Depending on the file size, duckdb takes 10-15 seconds to process a single file. Since we don't need all the columns for further data processing, we can limit columns to required 5 columns.

$ duckdb -c """
    COPY (select url, content_languages, warc_filename, warc_record_offset, warc_record_length from PARQUET_SCAN('s3://commoncrawl/cc-index/table/cc-main/warc/crawl=CC-MAIN-2022-40/subset=warc/*.parquet') where content_languages ilike '%tel%') TO 'telugu.csv' (DELIMITER ',', HEADER TRUE);
"""

By limiting columns³ there is another 65% improvement in performance. Now duckdb can process a file in 3 to 8 seconds depending on the size of the file.
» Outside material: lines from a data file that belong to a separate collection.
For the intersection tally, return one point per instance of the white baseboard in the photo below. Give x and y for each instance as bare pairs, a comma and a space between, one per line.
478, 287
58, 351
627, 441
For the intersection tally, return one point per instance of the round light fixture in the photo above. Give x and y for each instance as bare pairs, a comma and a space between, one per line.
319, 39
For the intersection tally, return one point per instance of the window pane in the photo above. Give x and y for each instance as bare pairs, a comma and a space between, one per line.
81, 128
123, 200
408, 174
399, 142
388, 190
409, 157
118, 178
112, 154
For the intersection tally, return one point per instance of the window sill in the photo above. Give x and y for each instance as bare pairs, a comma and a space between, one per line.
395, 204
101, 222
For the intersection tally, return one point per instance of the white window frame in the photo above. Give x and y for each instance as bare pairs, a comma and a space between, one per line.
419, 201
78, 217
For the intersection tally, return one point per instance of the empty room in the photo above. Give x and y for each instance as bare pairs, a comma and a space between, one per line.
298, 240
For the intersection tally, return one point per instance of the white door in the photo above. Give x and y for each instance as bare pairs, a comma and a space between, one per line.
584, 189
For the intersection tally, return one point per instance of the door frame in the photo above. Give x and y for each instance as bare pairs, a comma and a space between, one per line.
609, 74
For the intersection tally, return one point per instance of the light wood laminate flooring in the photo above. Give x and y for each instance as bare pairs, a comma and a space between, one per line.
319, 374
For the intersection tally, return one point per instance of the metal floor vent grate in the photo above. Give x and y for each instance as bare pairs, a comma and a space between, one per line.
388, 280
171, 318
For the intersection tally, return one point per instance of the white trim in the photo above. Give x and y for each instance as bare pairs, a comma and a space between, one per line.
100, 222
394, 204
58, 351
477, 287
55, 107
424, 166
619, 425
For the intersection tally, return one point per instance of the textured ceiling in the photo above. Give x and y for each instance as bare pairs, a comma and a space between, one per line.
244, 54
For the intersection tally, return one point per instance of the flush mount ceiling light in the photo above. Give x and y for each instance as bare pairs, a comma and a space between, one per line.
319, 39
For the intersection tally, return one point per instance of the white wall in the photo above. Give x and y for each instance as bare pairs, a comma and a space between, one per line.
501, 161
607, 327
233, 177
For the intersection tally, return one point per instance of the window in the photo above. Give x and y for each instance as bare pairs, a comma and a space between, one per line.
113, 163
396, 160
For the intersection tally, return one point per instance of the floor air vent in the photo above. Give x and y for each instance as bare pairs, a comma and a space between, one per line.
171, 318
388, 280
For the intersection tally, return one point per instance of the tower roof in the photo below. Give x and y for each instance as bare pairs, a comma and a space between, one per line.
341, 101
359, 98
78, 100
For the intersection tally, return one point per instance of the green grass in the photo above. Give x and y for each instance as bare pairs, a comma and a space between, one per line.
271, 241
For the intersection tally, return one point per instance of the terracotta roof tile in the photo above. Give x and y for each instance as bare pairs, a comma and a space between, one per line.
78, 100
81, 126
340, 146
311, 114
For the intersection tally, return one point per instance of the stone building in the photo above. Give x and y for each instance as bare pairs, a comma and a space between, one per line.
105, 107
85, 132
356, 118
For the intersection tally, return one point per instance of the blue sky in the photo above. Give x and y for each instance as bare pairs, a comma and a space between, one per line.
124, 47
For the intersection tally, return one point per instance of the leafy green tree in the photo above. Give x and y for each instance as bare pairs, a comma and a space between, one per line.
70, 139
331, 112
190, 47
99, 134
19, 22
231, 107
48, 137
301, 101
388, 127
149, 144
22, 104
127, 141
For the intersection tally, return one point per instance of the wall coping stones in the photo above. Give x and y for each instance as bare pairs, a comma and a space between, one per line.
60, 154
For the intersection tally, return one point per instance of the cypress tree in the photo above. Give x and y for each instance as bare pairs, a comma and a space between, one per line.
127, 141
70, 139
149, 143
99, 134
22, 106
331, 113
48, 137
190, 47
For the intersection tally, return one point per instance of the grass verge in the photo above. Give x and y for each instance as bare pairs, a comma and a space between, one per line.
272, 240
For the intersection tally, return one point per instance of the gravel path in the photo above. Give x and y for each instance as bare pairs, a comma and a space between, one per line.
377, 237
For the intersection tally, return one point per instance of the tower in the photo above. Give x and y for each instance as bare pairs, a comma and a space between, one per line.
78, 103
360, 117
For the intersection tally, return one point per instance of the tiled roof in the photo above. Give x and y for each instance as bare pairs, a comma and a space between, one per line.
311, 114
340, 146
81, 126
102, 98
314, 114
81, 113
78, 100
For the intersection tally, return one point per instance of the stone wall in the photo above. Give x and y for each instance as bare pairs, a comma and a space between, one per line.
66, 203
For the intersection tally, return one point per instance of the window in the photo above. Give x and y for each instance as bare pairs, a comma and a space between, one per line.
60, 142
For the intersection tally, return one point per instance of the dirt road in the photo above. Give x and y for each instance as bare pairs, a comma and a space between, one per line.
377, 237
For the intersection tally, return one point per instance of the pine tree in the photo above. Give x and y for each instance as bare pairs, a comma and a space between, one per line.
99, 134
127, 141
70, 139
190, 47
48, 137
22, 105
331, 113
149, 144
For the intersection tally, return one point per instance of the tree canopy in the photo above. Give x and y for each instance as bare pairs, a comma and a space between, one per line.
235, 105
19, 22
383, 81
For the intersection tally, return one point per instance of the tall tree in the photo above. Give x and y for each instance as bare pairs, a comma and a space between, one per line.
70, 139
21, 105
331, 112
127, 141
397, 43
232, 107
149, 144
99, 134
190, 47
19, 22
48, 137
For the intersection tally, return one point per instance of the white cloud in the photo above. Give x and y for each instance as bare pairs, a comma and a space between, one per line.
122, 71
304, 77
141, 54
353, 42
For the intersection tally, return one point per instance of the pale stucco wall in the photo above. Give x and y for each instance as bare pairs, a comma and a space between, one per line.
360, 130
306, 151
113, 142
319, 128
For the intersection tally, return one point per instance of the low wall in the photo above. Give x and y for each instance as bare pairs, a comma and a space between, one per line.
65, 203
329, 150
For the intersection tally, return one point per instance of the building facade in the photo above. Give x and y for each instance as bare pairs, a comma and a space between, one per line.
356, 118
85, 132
We can process entire index in ~20 minutes.

Conclusion

With a single command, we can extract a subset of index from CC in ~2 hours. So far we have processed all files in a single process. We can also parallelize the process using parallel to get faster results.

In the upcoming posts, let's see how we can fetch the data from WARC files using this index and do further data processing.